Date | 12/19/2023 |
Scope | |
Status | provisional |
Authors | Kevin Postlethwait |
Supersedes | N/A |
Superseded by: | N/A |
Issues | |
Other docs: | none |
Enabling OpenShift OAuth as an identity provider and authorization mechanism for KubeRay RayClusters.
Currently there is no authentication by default enabled in front of the Ray Dashboard and we would like to offer a unified login experience for the whole of ODH by way of OpenShift OAuth
- Protect the dashboard from unauthenticated access by way of an OAuth flow
- Protect the API endpoint from unauthenticated access by way of bearer tokens
- Enable HTTPS by default for accessing the RayCluster API and Dashboard
- Support authenticated interactive session
- Creating a fully customizable auth(z) solution
In order to solve this we will add a RayCluster reconciler which creates the necessary resources for enabling enabling authentication and authorization in front of the API and dashboard.
This will change in Q1 or early Q2 of 2024 with the introduction of Authorino. The overall design stays the same, but the resources created by the CodeFlare Operator's RayCluster reconciler will change and there will likely no longer be a need for adding the OAuth Proxy sidecar to the head node definition.

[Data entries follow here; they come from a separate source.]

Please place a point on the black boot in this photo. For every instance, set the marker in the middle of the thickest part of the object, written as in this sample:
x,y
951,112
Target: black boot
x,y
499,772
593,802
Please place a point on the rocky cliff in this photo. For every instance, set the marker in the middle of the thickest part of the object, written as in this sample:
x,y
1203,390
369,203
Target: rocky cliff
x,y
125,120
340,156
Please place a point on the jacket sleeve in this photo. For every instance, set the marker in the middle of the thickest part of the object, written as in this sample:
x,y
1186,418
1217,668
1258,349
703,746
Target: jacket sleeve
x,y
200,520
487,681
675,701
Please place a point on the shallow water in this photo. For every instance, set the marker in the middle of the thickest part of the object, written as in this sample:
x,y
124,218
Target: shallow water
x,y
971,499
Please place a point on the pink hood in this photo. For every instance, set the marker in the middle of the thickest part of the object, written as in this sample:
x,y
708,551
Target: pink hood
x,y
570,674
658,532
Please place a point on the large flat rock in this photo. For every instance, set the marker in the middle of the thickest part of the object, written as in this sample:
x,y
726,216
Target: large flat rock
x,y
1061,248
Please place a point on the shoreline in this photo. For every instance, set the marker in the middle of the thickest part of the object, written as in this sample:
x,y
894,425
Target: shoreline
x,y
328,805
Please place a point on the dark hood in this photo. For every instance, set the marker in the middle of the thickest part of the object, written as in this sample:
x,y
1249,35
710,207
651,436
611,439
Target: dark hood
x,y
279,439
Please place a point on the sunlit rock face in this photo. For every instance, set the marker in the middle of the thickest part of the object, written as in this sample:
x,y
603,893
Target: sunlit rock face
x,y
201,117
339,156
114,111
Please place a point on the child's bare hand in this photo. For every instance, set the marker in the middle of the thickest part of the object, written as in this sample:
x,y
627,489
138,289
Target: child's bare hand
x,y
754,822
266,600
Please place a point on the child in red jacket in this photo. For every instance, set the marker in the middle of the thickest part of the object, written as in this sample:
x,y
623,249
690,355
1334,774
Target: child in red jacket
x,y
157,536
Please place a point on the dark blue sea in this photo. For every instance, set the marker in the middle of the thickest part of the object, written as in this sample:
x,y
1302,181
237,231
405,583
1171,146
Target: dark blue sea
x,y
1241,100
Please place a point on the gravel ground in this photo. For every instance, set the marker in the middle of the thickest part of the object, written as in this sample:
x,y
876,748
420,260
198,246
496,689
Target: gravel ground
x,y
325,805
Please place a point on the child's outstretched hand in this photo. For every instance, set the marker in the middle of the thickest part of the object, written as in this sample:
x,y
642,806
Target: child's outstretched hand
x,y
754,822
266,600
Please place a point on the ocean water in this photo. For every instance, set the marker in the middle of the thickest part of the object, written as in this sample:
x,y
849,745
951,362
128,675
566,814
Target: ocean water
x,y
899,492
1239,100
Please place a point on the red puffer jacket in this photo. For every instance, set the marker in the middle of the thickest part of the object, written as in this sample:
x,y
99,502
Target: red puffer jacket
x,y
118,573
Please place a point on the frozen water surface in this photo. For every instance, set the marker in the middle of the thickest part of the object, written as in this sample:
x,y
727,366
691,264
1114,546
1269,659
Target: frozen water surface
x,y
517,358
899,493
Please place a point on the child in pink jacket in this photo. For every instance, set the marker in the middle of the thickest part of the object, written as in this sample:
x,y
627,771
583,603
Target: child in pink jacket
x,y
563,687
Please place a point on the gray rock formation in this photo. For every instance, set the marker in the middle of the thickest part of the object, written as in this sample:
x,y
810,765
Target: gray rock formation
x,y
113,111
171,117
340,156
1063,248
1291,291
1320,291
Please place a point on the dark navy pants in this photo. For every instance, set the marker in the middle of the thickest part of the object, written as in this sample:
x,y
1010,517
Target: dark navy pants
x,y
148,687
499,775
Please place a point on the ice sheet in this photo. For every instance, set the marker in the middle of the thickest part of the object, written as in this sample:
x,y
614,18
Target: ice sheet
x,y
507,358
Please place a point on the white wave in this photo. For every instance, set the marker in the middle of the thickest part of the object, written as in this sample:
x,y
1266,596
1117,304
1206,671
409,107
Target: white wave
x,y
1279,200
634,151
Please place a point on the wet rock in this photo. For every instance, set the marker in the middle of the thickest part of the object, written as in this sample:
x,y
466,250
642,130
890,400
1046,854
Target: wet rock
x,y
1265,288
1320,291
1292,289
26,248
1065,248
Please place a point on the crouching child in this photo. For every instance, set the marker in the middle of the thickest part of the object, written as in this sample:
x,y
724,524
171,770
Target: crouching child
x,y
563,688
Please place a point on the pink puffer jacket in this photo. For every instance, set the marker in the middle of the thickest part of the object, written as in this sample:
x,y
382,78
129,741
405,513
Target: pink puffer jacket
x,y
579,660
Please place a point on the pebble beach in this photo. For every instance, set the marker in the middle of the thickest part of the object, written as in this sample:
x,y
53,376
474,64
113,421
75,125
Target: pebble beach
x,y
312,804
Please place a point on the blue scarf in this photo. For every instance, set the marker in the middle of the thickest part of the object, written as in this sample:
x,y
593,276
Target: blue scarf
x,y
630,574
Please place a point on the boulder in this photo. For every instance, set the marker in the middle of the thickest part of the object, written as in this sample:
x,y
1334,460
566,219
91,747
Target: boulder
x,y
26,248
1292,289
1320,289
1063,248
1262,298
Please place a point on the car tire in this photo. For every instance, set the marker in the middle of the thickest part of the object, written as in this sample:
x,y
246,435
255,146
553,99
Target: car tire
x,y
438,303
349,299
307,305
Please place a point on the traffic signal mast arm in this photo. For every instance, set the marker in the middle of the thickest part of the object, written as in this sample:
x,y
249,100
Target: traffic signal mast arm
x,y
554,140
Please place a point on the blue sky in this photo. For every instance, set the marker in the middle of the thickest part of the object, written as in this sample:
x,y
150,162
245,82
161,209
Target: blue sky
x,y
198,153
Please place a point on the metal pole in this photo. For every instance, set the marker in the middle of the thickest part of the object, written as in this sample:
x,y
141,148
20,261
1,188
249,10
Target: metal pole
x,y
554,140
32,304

A mutating webhook will be used in order to add the OAuth sidecar to the head node, change the head services exposed,
and add annotations for TLS certificates. There will need to be OAuth proxies for dashboard
and client
ports.
The RayCluster Controller in the CFO will create the other necessary kubernetes objects (CRB, Service, ServiceAccount, Ingress/Route)
-
KubeRay does not authenticate when communicating with the Jobs API. Until we use ServiceMesh, which can specify rules for which pods can communicate with each other, we need the controller to authenticate using the KubeRay service account by default. We can see if these changes will be readily accepted upstream.
-
Ray CLI does not support setting headers for authentication
-
how to report status of objects created by CFO? (Should we rely on annotations?). Could we create a CRD which is owned by the RayCluster that just reports the status?
-
Will the Ray CLI work with the new authenticated endpoint? (short answer is no due to the stated blocker)? The open question is, will gRPC protocol work?
- Make changes directly to downstream KubeRay operator
- Add the reconciler to the ODH operator
- Use a mutating webhook for adding the OAuth proxy sidecar to the headnode spec
- Implement a more generic solution upstream
If authenticated requests in KubeRay operator and Ray CLI aren't accepted we need to have work arounds for customers.
Group | Key Contacts | Date | Impacted? |
---|---|---|---|
CodeFlare SDK | Dimitri Saridakis | date | ? |
CodeFlare Operator | Antonin Stefanutti | date | ? |
Reviews on the pull request will suffice for the approval process. At least 2 approvals are required prior to this ADR being merged. The ADR must also remain open for at least one week.